第70話 カウントダウンの前準備

70話 カウントダウンの前準備



「疲れ、たぁぁ〜。明日絶対右腕筋肉痛だよぉ」


 ぐりゅんぐりゅんと右肩を回しながら、部屋の扉の鍵を開ける俺の後ろでそう呟くサキ。言われてみれば、俺も右腕に若干違和感のようなものがある。


「ま、あれだけ遊んだら仕方ないな。俺たちただでさえ運動不足なわけだし」


 多分、普通の奴ならたかだか三時間ほど遊んだところでこうはならない。だが、俺は帰宅部で普段から運動をしない面倒臭がり屋であり、サキの方はそもそも運動自体ができない圧倒的運動音痴。その二人がスポーツからのボウリングなんてハードなメニューをこなせば、筋肉痛になるのは必然だ。


「じゃあ、私先にシャワー浴びてくるね。すぐ上がっちゃうから、和人も早く入ってね〜」


「あいあい。焦らなくていいぞ〜」


 現在の時刻は、二十三時三十分。二人がシャワーを浴びて、ゆっくりと日付が変わるのを待つくらいの時間はあるだろう。

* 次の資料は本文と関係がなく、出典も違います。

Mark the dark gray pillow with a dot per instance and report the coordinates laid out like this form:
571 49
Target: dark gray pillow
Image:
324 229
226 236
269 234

 早速と浴室に駆け込んでいったサキの背中を眺めながらそうやってゆったりと息を吐いた俺は、ソファーに一人で座ってスマホの画面を開いた。


「サキ、どれが喜ぶだろ」


 二人きりのカウントダウン。勿論普通に過ごしてもいいのだが、ほんの少し変わった事をしたくて。俺はここに帰ってくる途中、バス停からの通り道にあったコンビニで、飲み物をいくつか購入した。


 ズバリ、今作ろうとしているのはノンアルのカクテル。お酒は俺の誕生日まで待ってくれるとのことなので、ノンアルの少し高級感のある飲み物でお祝いだ。まあ、今日調子に乗ってサキに色々してしまったことへの謝罪も、少し込められているが。


「とりあえずいくつかジュースは用意したし、何かは作れるだろ」


 検索アプリで「ノンアル カクテル 作り方」と入力し、俺は早速作り方を調べていく。


 するとすぐにいくつものレシピがヒットし、俺はその中から、中々に良さそうなものを見つけた。


 その名は、「シンデレラ」。レモン、パイナップル、オレンジの果汁で作るカクテルなそうで、名前もなんかオシャレだし、何より作り方が簡単なのがいい。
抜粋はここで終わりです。